Because of confidential discounts for nivolumab–relatlimab and the comparators, the cost-effectiveness results are commercial in confidence and cannot be reported here. The committee preferred an analysis that included:

• the EAG's assumption that pembrolizumab's efficacy and safety was equivalent to nivolumab's (see section 3.8)

• the company's assumption of a 2-year stopping rule (see section 3.10)

• the company's assumptions for second-line treatments (24.59% of people have ipilimumab) when comparing nivolumab–relatlimab with monotherapies, with a scenario testing the clinical expert's estimate of 20% of people having second-line ipilimumab (see section 3.12)

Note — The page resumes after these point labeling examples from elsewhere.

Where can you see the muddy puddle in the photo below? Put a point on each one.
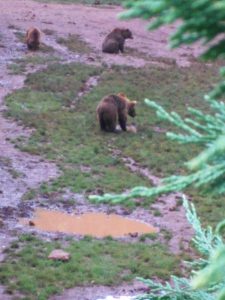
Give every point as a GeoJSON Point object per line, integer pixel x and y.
{"type": "Point", "coordinates": [94, 224]}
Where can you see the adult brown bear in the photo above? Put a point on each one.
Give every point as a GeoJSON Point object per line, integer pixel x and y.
{"type": "Point", "coordinates": [32, 39]}
{"type": "Point", "coordinates": [114, 41]}
{"type": "Point", "coordinates": [113, 108]}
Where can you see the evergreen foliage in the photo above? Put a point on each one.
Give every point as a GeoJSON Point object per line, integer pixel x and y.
{"type": "Point", "coordinates": [202, 21]}
{"type": "Point", "coordinates": [211, 277]}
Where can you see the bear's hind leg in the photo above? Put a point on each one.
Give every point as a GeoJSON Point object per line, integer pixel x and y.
{"type": "Point", "coordinates": [123, 122]}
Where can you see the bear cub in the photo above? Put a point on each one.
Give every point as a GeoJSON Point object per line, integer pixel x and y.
{"type": "Point", "coordinates": [114, 41]}
{"type": "Point", "coordinates": [32, 38]}
{"type": "Point", "coordinates": [113, 109]}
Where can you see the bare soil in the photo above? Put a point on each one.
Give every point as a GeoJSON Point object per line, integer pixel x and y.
{"type": "Point", "coordinates": [20, 171]}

• the EAG's assumptions for second-line treatments when comparing nivolumab–relatlimab with nivolumab plus ipilimumab (see section 3.12).
  
  Using the committee's preferred assumptions resulted in incremental cost-effectiveness ratios (ICERs) within the range NICE normally considers a cost-effective use of NHS resources. But the committee noted the substantial uncertainty around the overall-survival modelling. Above a most plausible ICER of £20,000 per quality-adjusted life year gained, decisions about the acceptability of the technology as an effective use of NHS resources will specifically consider the degree of certainty and uncertainty around the ICER. Because of the uncertainty around overall survival, the committee concluded that an acceptable ICER would be at the lower end of the range normally considered to be cost effective.

The committee did not identify any equality issues.

The committee considered if nivolumab–relatlimab was innovative. It did not identify additional benefits of nivolumab–relatlimab not captured in the economic modelling. So the committee concluded that all additional benefits of nivolumab–relatlimab had already been taken into account.